"The Computer Doesn't Do What I Tell It To!"
As a teenager, I was often called on to provide basic tech support for friends and family. They'd complain that the computer wouldn't "listen" to them. I'd chuckle at that because the problem likely arose because the computer did do exactly as told. Barring outright bugs, old-school software is deterministic. Clicks and keystrokes have pre-programmed results you can rely on.
Not so with generative AI. Non-determinism lurks everywhere.
There is the inherent randomness of the generated output. The typical chat models answer differently for the same repeated question. When accessing a model programmatically, this randomness can be turned off, but other sources of nondeterminism remain.

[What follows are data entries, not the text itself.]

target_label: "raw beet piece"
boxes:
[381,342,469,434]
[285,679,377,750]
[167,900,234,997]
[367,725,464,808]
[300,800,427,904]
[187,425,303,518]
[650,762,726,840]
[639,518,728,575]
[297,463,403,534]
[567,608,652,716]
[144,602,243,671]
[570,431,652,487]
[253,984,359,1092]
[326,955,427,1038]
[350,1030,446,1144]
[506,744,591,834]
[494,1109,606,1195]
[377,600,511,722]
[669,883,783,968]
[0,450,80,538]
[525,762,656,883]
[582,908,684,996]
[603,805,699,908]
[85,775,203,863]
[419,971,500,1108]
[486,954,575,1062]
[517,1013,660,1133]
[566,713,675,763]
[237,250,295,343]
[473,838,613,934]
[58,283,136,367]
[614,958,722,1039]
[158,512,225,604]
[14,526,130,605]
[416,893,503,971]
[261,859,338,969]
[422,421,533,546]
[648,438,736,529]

In cases where the model, even with the randomness set to zero, is fed raw user input, even slight variations in the input can lead to different outcomes: Whether the user wrote "Can you write me a poem about cats?" or did they write, "Make up a poem about cats!" might lead to very different outcomes.
And then, there is of course the unpredictable way the model handles a large input, or a complex request. You might ask for a piece of writing in a particular format and it's anyone's guess whether you get it or not. So in that case, the computer really didn't do what you told it to.
What can AI engineers do here?
Aim narrow, accept wide. That's general good advice for a user experience. The more you have to tell your users exactly how to use the system, the less awesome they'll feel about themselves and the experience. On the flipside, the more you can make the tool's output predictable, or at least non-perplexing, the better.
Safeguards around user input and post-processing of model output, to file off the rough edges. This could be traditional preprocessing (like removing all special characters and punctuation from an input where it shouldn't influence the actual output) or it could be yet another AI step.
Tune the model's randomness. Don't just accept the default parameter. It might not be the best. Neither might setting it to zero be best. Experiment and evaluate.
And if all that doesn't help, just put "vibe" in front of your product name and all is forgiven ;)